Benjamin cautioned that this opaque market is challenging to track and his count may be low.
Asked to describe their customers’ demographics, dealers said they are often older individuals and retirees — the same consumers courted by e-bike brands.
Another customer base is individuals with physical challenges or injuries that need a trike or hand cycle or adaptive bike.
“You can save thousands of dollars” by converting an existing acoustic adaptive bike or trike, said Livingston, a mechanical engineer who founded EBO in 2015 after undergoing chemotherapy that scarred his lungs. He converted a bike to electric assist and found it helped his healing.
“This week alone we converted three bikes for people with MS (multiple sclerosis),” Livingston said.
The Hostel Shoppe in Stevens Point, Wisconsin, one of the largest recumbent trike dealers in the country, is among Electric Bike Outfitters’ dealers. The Hostel Shoppe got into the conversion business a decade or so ago using the now defunct Bionix system.
“We are adding e-bike kits to a lot of those trikes that people have already bought from us in the past,” said Jessie Bostic, marketing manager for Hostel Shoppe. “It gets those folks who already own a bike and who don’t want to invest $3,000 to $6,000 in a new complete e-bike.”
Livingston of Electric Bike Outfitters said he sells kits to shops in almost every state. “Some dealers do one or two conversions a year, and we have others that order 100 systems. We have a lot of shops in Florida.”
Davis’s customers at Nomad Cycles include parents who “bought a cargo bike when their kids were small and now the kids are bigger, and they need some power. If you already own a decent cargo bike, it’s a big savings to convert it.”
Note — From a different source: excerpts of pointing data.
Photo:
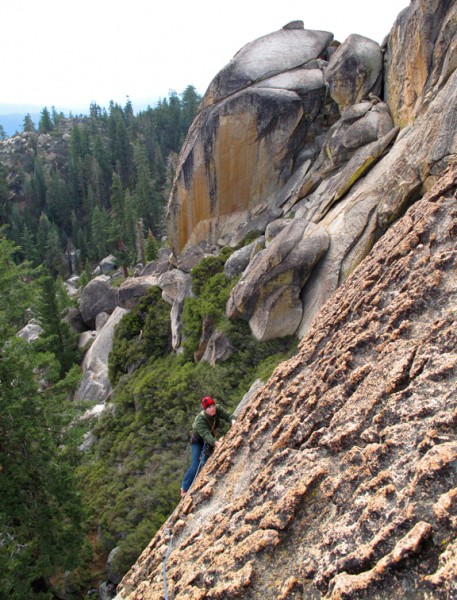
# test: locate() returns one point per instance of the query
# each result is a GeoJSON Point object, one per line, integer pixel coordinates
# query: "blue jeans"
{"type": "Point", "coordinates": [198, 460]}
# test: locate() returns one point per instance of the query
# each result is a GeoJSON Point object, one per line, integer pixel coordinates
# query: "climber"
{"type": "Point", "coordinates": [203, 439]}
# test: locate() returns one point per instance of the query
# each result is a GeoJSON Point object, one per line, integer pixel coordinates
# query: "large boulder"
{"type": "Point", "coordinates": [97, 296]}
{"type": "Point", "coordinates": [264, 108]}
{"type": "Point", "coordinates": [274, 54]}
{"type": "Point", "coordinates": [416, 71]}
{"type": "Point", "coordinates": [95, 385]}
{"type": "Point", "coordinates": [268, 293]}
{"type": "Point", "coordinates": [31, 331]}
{"type": "Point", "coordinates": [134, 288]}
{"type": "Point", "coordinates": [354, 71]}
{"type": "Point", "coordinates": [339, 478]}
{"type": "Point", "coordinates": [176, 286]}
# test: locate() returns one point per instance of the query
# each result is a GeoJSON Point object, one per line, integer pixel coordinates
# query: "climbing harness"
{"type": "Point", "coordinates": [203, 457]}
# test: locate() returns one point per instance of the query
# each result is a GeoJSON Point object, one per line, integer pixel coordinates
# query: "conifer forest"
{"type": "Point", "coordinates": [74, 189]}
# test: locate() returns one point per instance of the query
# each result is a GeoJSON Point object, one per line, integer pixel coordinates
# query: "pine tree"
{"type": "Point", "coordinates": [28, 126]}
{"type": "Point", "coordinates": [45, 124]}
{"type": "Point", "coordinates": [57, 337]}
{"type": "Point", "coordinates": [40, 511]}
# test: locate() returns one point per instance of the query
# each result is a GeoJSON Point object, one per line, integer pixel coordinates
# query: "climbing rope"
{"type": "Point", "coordinates": [167, 530]}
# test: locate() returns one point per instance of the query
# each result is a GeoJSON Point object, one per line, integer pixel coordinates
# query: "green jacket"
{"type": "Point", "coordinates": [205, 427]}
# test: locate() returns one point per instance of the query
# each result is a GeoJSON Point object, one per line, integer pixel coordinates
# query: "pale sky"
{"type": "Point", "coordinates": [69, 54]}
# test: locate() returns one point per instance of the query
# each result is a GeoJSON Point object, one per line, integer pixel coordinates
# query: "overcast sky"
{"type": "Point", "coordinates": [69, 54]}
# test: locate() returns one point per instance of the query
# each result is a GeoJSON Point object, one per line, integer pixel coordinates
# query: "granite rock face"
{"type": "Point", "coordinates": [339, 478]}
{"type": "Point", "coordinates": [242, 146]}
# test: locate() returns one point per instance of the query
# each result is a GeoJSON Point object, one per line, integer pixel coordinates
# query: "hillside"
{"type": "Point", "coordinates": [312, 203]}
{"type": "Point", "coordinates": [338, 480]}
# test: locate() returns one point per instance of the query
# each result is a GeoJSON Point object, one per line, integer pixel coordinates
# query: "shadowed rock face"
{"type": "Point", "coordinates": [241, 148]}
{"type": "Point", "coordinates": [339, 478]}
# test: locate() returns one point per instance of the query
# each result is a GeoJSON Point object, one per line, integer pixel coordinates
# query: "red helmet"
{"type": "Point", "coordinates": [207, 401]}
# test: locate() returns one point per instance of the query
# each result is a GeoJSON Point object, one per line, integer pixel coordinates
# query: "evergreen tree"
{"type": "Point", "coordinates": [28, 126]}
{"type": "Point", "coordinates": [38, 183]}
{"type": "Point", "coordinates": [100, 223]}
{"type": "Point", "coordinates": [40, 511]}
{"type": "Point", "coordinates": [190, 101]}
{"type": "Point", "coordinates": [57, 336]}
{"type": "Point", "coordinates": [4, 203]}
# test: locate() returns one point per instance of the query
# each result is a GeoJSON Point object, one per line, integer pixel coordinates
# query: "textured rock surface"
{"type": "Point", "coordinates": [95, 385]}
{"type": "Point", "coordinates": [354, 70]}
{"type": "Point", "coordinates": [416, 71]}
{"type": "Point", "coordinates": [271, 145]}
{"type": "Point", "coordinates": [339, 479]}
{"type": "Point", "coordinates": [176, 286]}
{"type": "Point", "coordinates": [242, 146]}
{"type": "Point", "coordinates": [133, 289]}
{"type": "Point", "coordinates": [268, 293]}
{"type": "Point", "coordinates": [97, 297]}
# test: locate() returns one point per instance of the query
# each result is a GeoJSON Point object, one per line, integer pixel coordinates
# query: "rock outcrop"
{"type": "Point", "coordinates": [243, 144]}
{"type": "Point", "coordinates": [95, 385]}
{"type": "Point", "coordinates": [339, 478]}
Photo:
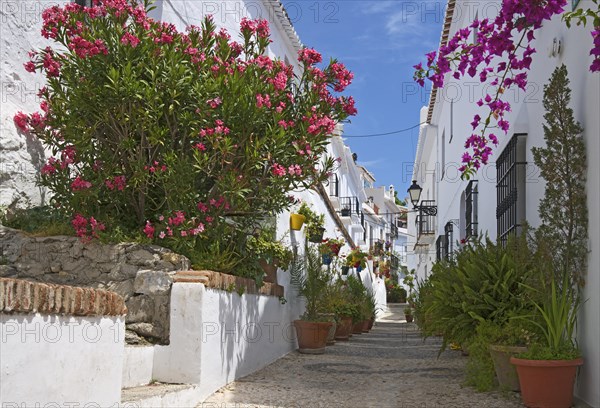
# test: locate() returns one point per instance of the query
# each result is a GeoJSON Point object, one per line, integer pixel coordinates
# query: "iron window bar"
{"type": "Point", "coordinates": [471, 209]}
{"type": "Point", "coordinates": [349, 205]}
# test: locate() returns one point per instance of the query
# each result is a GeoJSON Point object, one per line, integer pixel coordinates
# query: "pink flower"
{"type": "Point", "coordinates": [214, 103]}
{"type": "Point", "coordinates": [247, 26]}
{"type": "Point", "coordinates": [80, 184]}
{"type": "Point", "coordinates": [262, 28]}
{"type": "Point", "coordinates": [130, 39]}
{"type": "Point", "coordinates": [263, 101]}
{"type": "Point", "coordinates": [278, 170]}
{"type": "Point", "coordinates": [22, 122]}
{"type": "Point", "coordinates": [295, 169]}
{"type": "Point", "coordinates": [149, 230]}
{"type": "Point", "coordinates": [29, 66]}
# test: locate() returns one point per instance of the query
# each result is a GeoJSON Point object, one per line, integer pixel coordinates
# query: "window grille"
{"type": "Point", "coordinates": [510, 187]}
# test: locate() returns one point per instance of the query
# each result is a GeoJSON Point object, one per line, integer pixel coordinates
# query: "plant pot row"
{"type": "Point", "coordinates": [313, 337]}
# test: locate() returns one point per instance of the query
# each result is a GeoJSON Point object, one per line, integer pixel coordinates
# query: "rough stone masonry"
{"type": "Point", "coordinates": [141, 274]}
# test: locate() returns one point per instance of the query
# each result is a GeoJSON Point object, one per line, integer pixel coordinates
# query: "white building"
{"type": "Point", "coordinates": [466, 208]}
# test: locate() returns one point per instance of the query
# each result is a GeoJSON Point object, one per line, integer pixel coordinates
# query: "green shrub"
{"type": "Point", "coordinates": [482, 282]}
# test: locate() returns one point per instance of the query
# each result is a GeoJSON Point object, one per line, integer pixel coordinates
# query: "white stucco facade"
{"type": "Point", "coordinates": [441, 144]}
{"type": "Point", "coordinates": [40, 354]}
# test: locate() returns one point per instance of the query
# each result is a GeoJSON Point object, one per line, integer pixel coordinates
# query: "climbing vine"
{"type": "Point", "coordinates": [501, 58]}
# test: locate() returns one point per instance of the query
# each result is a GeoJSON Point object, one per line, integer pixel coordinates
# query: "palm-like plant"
{"type": "Point", "coordinates": [310, 279]}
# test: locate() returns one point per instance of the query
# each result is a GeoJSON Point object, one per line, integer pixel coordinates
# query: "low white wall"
{"type": "Point", "coordinates": [138, 362]}
{"type": "Point", "coordinates": [54, 360]}
{"type": "Point", "coordinates": [217, 337]}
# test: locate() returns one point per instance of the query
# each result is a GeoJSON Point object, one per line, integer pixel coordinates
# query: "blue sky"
{"type": "Point", "coordinates": [379, 41]}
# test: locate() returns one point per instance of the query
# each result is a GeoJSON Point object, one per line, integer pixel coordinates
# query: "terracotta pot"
{"type": "Point", "coordinates": [317, 237]}
{"type": "Point", "coordinates": [343, 329]}
{"type": "Point", "coordinates": [547, 383]}
{"type": "Point", "coordinates": [270, 270]}
{"type": "Point", "coordinates": [312, 336]}
{"type": "Point", "coordinates": [296, 221]}
{"type": "Point", "coordinates": [357, 328]}
{"type": "Point", "coordinates": [331, 334]}
{"type": "Point", "coordinates": [505, 371]}
{"type": "Point", "coordinates": [366, 326]}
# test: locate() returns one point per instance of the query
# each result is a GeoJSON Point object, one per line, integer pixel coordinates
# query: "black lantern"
{"type": "Point", "coordinates": [415, 193]}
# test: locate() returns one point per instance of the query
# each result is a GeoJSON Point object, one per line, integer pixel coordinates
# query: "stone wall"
{"type": "Point", "coordinates": [141, 274]}
{"type": "Point", "coordinates": [60, 345]}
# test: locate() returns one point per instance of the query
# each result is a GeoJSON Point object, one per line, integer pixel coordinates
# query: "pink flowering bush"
{"type": "Point", "coordinates": [500, 58]}
{"type": "Point", "coordinates": [176, 136]}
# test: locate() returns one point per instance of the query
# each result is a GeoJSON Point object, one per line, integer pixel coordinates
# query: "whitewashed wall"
{"type": "Point", "coordinates": [54, 360]}
{"type": "Point", "coordinates": [217, 337]}
{"type": "Point", "coordinates": [526, 116]}
{"type": "Point", "coordinates": [21, 157]}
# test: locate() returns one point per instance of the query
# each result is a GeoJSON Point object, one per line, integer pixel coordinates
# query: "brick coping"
{"type": "Point", "coordinates": [23, 296]}
{"type": "Point", "coordinates": [223, 281]}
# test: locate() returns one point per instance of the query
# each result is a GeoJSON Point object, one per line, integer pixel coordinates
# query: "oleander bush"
{"type": "Point", "coordinates": [187, 139]}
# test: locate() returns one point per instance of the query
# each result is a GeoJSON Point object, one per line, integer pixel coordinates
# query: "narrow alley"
{"type": "Point", "coordinates": [389, 367]}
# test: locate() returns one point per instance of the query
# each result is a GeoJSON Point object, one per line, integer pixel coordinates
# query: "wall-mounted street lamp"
{"type": "Point", "coordinates": [414, 192]}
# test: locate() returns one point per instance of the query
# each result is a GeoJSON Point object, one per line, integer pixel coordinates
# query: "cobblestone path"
{"type": "Point", "coordinates": [389, 367]}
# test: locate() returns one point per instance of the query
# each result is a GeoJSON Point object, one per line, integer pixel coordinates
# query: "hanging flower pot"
{"type": "Point", "coordinates": [296, 221]}
{"type": "Point", "coordinates": [317, 235]}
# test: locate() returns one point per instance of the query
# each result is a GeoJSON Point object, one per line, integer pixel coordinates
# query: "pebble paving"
{"type": "Point", "coordinates": [392, 366]}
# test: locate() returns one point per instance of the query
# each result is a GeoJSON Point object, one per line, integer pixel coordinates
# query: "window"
{"type": "Point", "coordinates": [471, 209]}
{"type": "Point", "coordinates": [334, 184]}
{"type": "Point", "coordinates": [476, 30]}
{"type": "Point", "coordinates": [510, 187]}
{"type": "Point", "coordinates": [441, 248]}
{"type": "Point", "coordinates": [448, 230]}
{"type": "Point", "coordinates": [443, 153]}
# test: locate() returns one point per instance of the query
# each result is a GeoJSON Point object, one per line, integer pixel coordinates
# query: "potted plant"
{"type": "Point", "coordinates": [296, 221]}
{"type": "Point", "coordinates": [315, 223]}
{"type": "Point", "coordinates": [311, 281]}
{"type": "Point", "coordinates": [271, 254]}
{"type": "Point", "coordinates": [330, 248]}
{"type": "Point", "coordinates": [357, 259]}
{"type": "Point", "coordinates": [503, 342]}
{"type": "Point", "coordinates": [547, 371]}
{"type": "Point", "coordinates": [408, 314]}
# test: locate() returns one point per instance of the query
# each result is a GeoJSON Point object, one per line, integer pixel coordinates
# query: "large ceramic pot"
{"type": "Point", "coordinates": [547, 383]}
{"type": "Point", "coordinates": [366, 325]}
{"type": "Point", "coordinates": [296, 221]}
{"type": "Point", "coordinates": [505, 371]}
{"type": "Point", "coordinates": [344, 329]}
{"type": "Point", "coordinates": [312, 336]}
{"type": "Point", "coordinates": [317, 236]}
{"type": "Point", "coordinates": [371, 322]}
{"type": "Point", "coordinates": [357, 328]}
{"type": "Point", "coordinates": [270, 270]}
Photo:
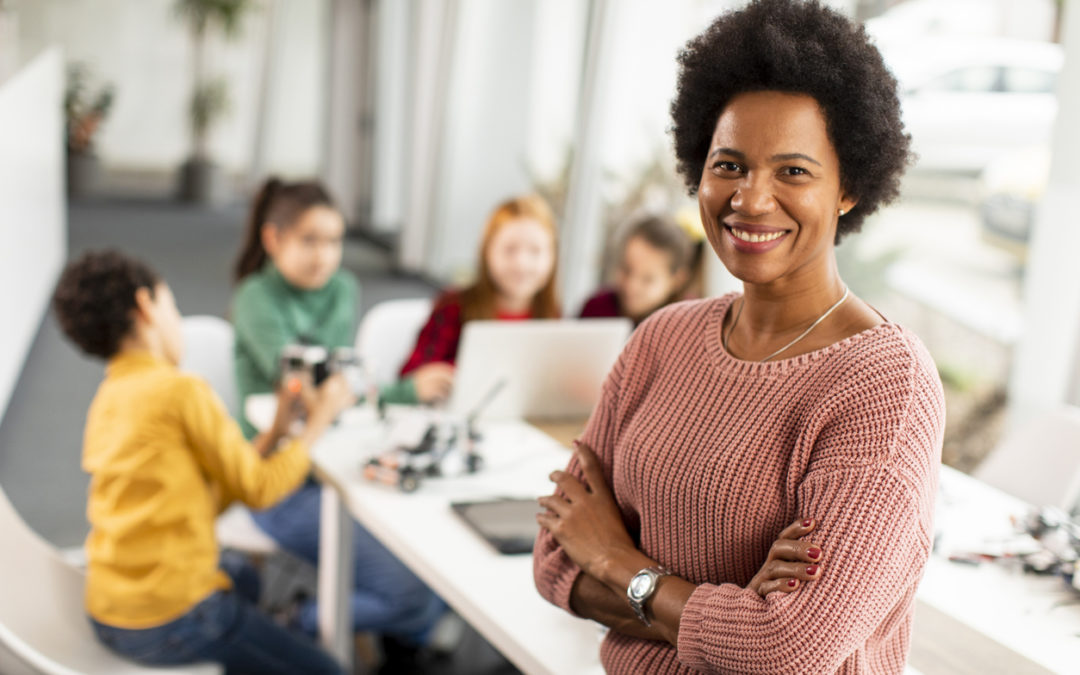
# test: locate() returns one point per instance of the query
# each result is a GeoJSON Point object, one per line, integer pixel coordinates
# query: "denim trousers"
{"type": "Point", "coordinates": [387, 597]}
{"type": "Point", "coordinates": [227, 629]}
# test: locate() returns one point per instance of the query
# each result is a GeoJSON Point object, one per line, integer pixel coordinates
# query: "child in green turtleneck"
{"type": "Point", "coordinates": [292, 288]}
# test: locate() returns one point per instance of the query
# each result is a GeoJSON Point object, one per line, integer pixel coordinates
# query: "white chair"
{"type": "Point", "coordinates": [208, 353]}
{"type": "Point", "coordinates": [208, 343]}
{"type": "Point", "coordinates": [42, 618]}
{"type": "Point", "coordinates": [1040, 462]}
{"type": "Point", "coordinates": [388, 334]}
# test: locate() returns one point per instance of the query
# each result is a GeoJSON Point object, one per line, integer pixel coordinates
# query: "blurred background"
{"type": "Point", "coordinates": [420, 115]}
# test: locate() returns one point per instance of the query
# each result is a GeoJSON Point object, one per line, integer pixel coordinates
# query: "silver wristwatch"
{"type": "Point", "coordinates": [640, 589]}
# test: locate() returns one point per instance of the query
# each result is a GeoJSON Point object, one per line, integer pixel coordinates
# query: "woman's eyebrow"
{"type": "Point", "coordinates": [775, 158]}
{"type": "Point", "coordinates": [734, 153]}
{"type": "Point", "coordinates": [793, 156]}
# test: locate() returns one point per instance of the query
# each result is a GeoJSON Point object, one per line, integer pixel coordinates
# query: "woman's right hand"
{"type": "Point", "coordinates": [433, 381]}
{"type": "Point", "coordinates": [791, 562]}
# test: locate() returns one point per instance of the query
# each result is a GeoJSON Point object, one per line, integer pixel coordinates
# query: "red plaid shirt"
{"type": "Point", "coordinates": [439, 339]}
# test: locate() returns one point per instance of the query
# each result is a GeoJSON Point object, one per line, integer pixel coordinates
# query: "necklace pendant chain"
{"type": "Point", "coordinates": [801, 335]}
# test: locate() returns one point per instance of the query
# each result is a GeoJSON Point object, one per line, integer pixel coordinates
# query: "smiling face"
{"type": "Point", "coordinates": [770, 191]}
{"type": "Point", "coordinates": [308, 252]}
{"type": "Point", "coordinates": [521, 258]}
{"type": "Point", "coordinates": [645, 279]}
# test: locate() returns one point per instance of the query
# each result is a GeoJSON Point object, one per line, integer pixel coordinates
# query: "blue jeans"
{"type": "Point", "coordinates": [387, 596]}
{"type": "Point", "coordinates": [226, 629]}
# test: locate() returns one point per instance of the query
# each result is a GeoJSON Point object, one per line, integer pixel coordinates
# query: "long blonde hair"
{"type": "Point", "coordinates": [477, 300]}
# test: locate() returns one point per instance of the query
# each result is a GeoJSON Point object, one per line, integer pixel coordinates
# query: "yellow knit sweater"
{"type": "Point", "coordinates": [164, 459]}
Davis described another type of customer as the “conscious commuter” who owns a good bike frame and feels it would be wasteful to buy a new e-bike.
Other customers want a more powerful e-bike than they can find in a shop selling Bosch or STEPS powered e-bikes. Oregon law allows e-bikes of up to 1000 watts.
Warranties, Batteries, Supply Chains, and Safety
Nomad charges from $1,200 to $2,100 to add a Bafang rear hub motor or mid-drive. Most of Nomad’s conversions are for transportation or utilitarian bikes, said Davis, noting that a freight delivery company hired him to electrify its freight trikes.
Davis uses Bafang motors and as for batteries, he rolls his own. He sources GA cells from Sanyo and packs them into varied sizes of battery cases, paired with a battery management system circuit board.
Livingston said he sources motors from three different factories and makes its own batteries using Panasonic, LG, and Samsung cells. “We work with the big three. We don’t do generic cells,” Livingston said.
Livingston said his company is acutely aware of safety and that all his batteries and kits are tested and run through diagnostics to ensure they are functioning properly.
Promovec, the Danish brand, tries to control what type of bikes are converted. “We don’t allow people to put them on, for the lack of a better term, department store bikes,” said Steven Harad, general manager of Promovec America. “We always ask what kind of bike our customers want to put the system onto. We implore our dealers to do the same thing.”
As with the rest of the bike market, supply chain problems and the pandemic have caused shortages. “Everything we have in stock is pre-sold,” Harad said. “With Shanghai shut down due to COVID we are struggling to get our next orders out.”
Promovec’s entry into the American market is a sign of the growing demand for conversion kits. The company’s mid-drive motors are designed to be installed in one hour. “We designed it for moms and dads and the average cyclist,” Harad said.
For Ostlund, who came into the bike industry after a “thankless” career in high tech, working in the e-bike conversion marketplace is pure joy. Many of his customers are ecstatic to be able to ride a bike or trike for the first time in years. “That is a customer base that is currently not being served by e-bike manufacturers.”